Accordingly, the embodiments of the present disclosure provide for a fully dynamic and automated way of designing LED matrix based displays. The matrix can effectively be cut to size, a controller connected at any single access point and the system, according to the embodiments of the present disclosure, will automatically determine the physical size and shape of the connected LED matrix. The physical size is particularly important to determine the resolution of the display configuration. This then enables dynamic discovery of the matrix lighting network. Another benefit is that a single controller design can be used across all matrix shapes and sizes, thus increasing reuse and reducing an overall SSL system cost.

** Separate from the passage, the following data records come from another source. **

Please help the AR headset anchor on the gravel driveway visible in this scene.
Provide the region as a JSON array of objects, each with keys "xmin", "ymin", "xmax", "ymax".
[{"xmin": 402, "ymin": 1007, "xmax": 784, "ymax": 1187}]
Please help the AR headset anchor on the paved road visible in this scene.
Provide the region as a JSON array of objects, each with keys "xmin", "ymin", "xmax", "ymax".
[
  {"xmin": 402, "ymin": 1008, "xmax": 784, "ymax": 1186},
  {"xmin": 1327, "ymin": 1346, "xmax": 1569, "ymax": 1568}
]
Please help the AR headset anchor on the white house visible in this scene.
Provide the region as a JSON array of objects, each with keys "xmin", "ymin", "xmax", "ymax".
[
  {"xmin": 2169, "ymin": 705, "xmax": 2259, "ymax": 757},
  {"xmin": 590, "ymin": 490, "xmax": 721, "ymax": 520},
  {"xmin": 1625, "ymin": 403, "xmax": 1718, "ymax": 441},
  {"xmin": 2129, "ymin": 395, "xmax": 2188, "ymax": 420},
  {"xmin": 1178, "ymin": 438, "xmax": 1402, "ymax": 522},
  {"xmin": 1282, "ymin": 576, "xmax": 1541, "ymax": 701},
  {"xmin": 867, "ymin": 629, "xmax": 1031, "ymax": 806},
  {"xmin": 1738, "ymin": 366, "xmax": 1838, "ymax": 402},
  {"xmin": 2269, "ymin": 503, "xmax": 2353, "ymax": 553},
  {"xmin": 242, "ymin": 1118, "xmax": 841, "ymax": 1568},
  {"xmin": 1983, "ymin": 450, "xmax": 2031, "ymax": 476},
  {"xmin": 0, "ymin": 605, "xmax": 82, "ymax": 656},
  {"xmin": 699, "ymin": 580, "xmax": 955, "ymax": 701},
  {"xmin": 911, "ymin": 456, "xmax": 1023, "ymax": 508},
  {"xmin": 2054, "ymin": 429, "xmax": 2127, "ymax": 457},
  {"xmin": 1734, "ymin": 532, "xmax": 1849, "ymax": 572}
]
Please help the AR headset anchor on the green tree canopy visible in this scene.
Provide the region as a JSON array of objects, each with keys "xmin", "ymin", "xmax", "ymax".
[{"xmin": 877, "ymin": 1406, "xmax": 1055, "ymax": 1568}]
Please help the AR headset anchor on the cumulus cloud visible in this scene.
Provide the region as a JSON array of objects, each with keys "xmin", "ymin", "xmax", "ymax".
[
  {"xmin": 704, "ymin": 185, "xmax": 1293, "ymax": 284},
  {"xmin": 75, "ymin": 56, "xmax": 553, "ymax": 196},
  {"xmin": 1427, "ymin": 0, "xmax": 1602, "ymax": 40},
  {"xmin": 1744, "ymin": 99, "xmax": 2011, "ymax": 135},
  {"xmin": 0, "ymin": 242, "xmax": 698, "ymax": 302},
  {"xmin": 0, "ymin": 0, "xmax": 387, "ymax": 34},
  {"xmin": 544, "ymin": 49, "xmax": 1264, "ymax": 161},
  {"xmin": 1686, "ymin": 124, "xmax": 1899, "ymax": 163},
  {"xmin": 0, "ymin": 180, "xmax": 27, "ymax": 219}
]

Although only a few exemplary embodiments have been described in detail above, those skilled in the art will readily appreciate that many modifications are possible in the exemplary embodiments without materially departing from the novel teachings and advantages of the embodiments of the present disclosure. Accordingly, all such modifications are intended to be included within the scope of the embodiments of the present disclosure as defined in the following claims. In the claims, means-plus-function clauses are intended to cover the structures described herein as performing the recited function and not only structural equivalents, but also equivalent structures.
In addition, any reference signs placed in parentheses in one or more claims shall not be construed as limiting the claims. The word “comprising” and “comprises,” and the like, does not exclude the presence of elements or steps other than those listed in any claim or the specification as a whole. The singular reference of an element does not exclude the plural references of such elements and vice-versa. One or more of the embodiments may be implemented by means of hardware comprising several distinct elements, and/or by means of a suitably programmed computer. In a device claim enumerating several means, several of these means may be embodied by one and the same item of hardware. The mere fact that certain measures are recited in mutually different dependent claims does not indicate that a combination of these measures cannot be used to an advantage.